A quelques minutes de monter sur scène, la tension est à son paroxysme dans le camp des Lillois. L’envie d’en découdre et de laisser une bonne impression est manifeste, d’autant plus que le public présent ne connaît probablement pas le groupe. Après une longue intro tout en crescendo, c’est un Johan complètement libéré qui attaque le riff de « No Way ».

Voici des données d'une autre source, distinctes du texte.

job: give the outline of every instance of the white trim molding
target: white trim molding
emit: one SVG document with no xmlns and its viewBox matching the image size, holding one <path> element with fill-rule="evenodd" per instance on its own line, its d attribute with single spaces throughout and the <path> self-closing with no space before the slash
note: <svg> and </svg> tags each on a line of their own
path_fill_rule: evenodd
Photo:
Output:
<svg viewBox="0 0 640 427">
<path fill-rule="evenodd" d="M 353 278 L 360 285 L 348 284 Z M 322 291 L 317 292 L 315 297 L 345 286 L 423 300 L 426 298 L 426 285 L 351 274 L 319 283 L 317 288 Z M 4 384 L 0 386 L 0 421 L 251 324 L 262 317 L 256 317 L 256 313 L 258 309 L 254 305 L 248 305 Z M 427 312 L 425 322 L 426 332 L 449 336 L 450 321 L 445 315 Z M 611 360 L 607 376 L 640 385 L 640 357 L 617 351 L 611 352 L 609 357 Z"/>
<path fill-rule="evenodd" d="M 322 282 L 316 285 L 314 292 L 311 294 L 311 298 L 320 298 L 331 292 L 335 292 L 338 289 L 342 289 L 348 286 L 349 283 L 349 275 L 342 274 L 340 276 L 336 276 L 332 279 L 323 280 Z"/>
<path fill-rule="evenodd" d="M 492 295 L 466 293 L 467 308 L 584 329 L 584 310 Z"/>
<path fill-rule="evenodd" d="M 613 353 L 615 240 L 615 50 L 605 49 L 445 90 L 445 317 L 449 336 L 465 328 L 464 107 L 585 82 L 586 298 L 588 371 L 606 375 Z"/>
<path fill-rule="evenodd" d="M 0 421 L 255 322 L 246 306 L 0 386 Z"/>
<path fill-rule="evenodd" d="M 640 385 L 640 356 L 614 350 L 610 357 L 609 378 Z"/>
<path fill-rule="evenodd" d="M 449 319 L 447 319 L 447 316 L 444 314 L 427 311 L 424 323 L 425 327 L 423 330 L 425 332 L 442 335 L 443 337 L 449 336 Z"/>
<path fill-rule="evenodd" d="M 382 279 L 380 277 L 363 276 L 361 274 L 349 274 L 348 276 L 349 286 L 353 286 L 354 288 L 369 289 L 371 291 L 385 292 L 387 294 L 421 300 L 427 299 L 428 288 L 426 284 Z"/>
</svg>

L’accumulation de dates récentes commence à produire son effet et la machine tourne de mieux en mieux. Cela se traduit par l’absence de temps morts et d’hésitations, particulièrement sur les morceaux plus anciens et les mieux rôdés. Bien sur, Glowsun ne peut pas encore s’appuyer sur une longue expérience scénique pour proposer des sets hyper-calés et les fautes ne sont pas complètement absente de leur prestation. Mais au-delà de ces quelques erreurs de jeunesse, c’est surtout l’énergie déployée et l’implication des musiciens dans leur musique que l’on retient. Et puis, la force de Glowsun demeure le fait de proposer des compos variées et de qualité, ce qui au final reste le plus important. Alors que leurs concerts s’appuyaient essentiellement sur les quatre morceaux de la demo il y a quelques mois, le set de ce soir s’est considérablement étoffé de nouvelles compos qui rassure complètement sur leur talent de composition. Proposant toujours une grande diversité d’ambiances, ces morceaux collaborent à la définition du style original de Glowsun s’appuyant sur l’alternance de passages psyché et de gros riffs jubilatoires, le tout soutenu par une section rythmique assurant un groove omniprésent. Cette alternance crée une tension croissante qui se conclut souvent dans un déluge de décibels offrant à Feeb l’occasion de cogner comme un bûcheron, ce qu’il semble particulièrement apprécié. Seul regret, les jams improvisées qui émaillaient les concerts précédents sont passées à la trappe à la faveur des nouvelles compos en raison du temps imparti au groupe. Mais on évitera de se plaindre, Glowsun vient de livrer la meilleure prestation à laquelle il m’aie été donné d’assister jusqu’à présent et les progrès engendrés en quelques mois n’augure que du bon pour l’avenir.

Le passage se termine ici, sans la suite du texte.